29, Springfield, Mass., City council member
Visibility is important to Amaad Rivera, the Springfield, Mass., city council’s first openly gay member and one of its few people of color (he’s of African-American and Puerto Rican heritage), as is addressing his hometown’s economic problems. “We have lots of LGBT folks, but we’re kind of invisible,” he says. “We suffer, but we suffer in silence.” To change that, he’s helping organize the city’s first official LGBT pride celebration, set for July 16. He previously put together an antibullying event held in memory of Carl Joseph Walker-Hoover, a Springfield youth who killed himself in response to antigay bullying. In his own youth, Rivera was homeless; he’s now working to help Springfield residents keep their homes, proposing an ordinance to stop foreclosures in the city, which has the state’s highest foreclosure rate, and set up a revolving loan fund.
26, Cambridge, Mass., Law student and Harvard Law Review president
How’s this for pressure in your mid 20s: Mitchell Reich, who was elected president of the student-run Harvard Law Review in February, joins a list of publication alumni that includes five of the nine U.S. Supreme Court justices as well as President Barack Obama. That he’s the first openly gay president of the publication was rather a nonevent within the editorial staff, though The Harvard Crimson ran a feature on the milestone. “It’s one of those moments you always remember,” Reich says of the election. “I was stunned and overwhelmed.” Reich worked on political campaigns for Eliot Spitzer and Obama before realizing public policy left something to be desired. Law quickly filled the void. Even the more prosaic of legal issues (say, tax or administrative law), are surprisingly fascinating, he says. “Legal scholarship has become very specialized, which is a challenge for generalist editors.

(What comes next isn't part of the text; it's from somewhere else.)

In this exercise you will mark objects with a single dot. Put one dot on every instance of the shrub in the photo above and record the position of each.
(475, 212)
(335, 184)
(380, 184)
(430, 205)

We need to find a way to continue to establish relevance in the field.… But law journals are just as important as they always were.”
30, New York City, Filmmaker
As the director of An Affirmative Act, cinema’s first courtroom drama about marriage equality, Jana Mattioli understands and appreciates the power of film as a way to educate the masses. “It’s the most effective in-your-face activism because you don’t have to be preachy,” she says. “It’s a very natural way of implanting thoughts in people’s minds. And it has the potential to reach everybody. A lot of times when you’re on a soapbox saying what you have to say, the only people listening are those who already agree with you.” The film’s story — about a lesbian couple charged with fraud for marrying under the false pretense of being a heterosexual couple—is both heartbreaking and unique. “There wasn’t a movie out there that dealt with gay marriage and the legalities of it, which is an important topic. Hopefully it will open people’s eyes a bit.” But educating isn’t this filmmaker’s only goal. She’s currently putting finishing touches on a comedic short called BIdentity Crisis that she hopes will lighten things up. “I loved directing the drama, but I felt like the gay community also needed something to laugh at, so I’m hoping I can offer that.”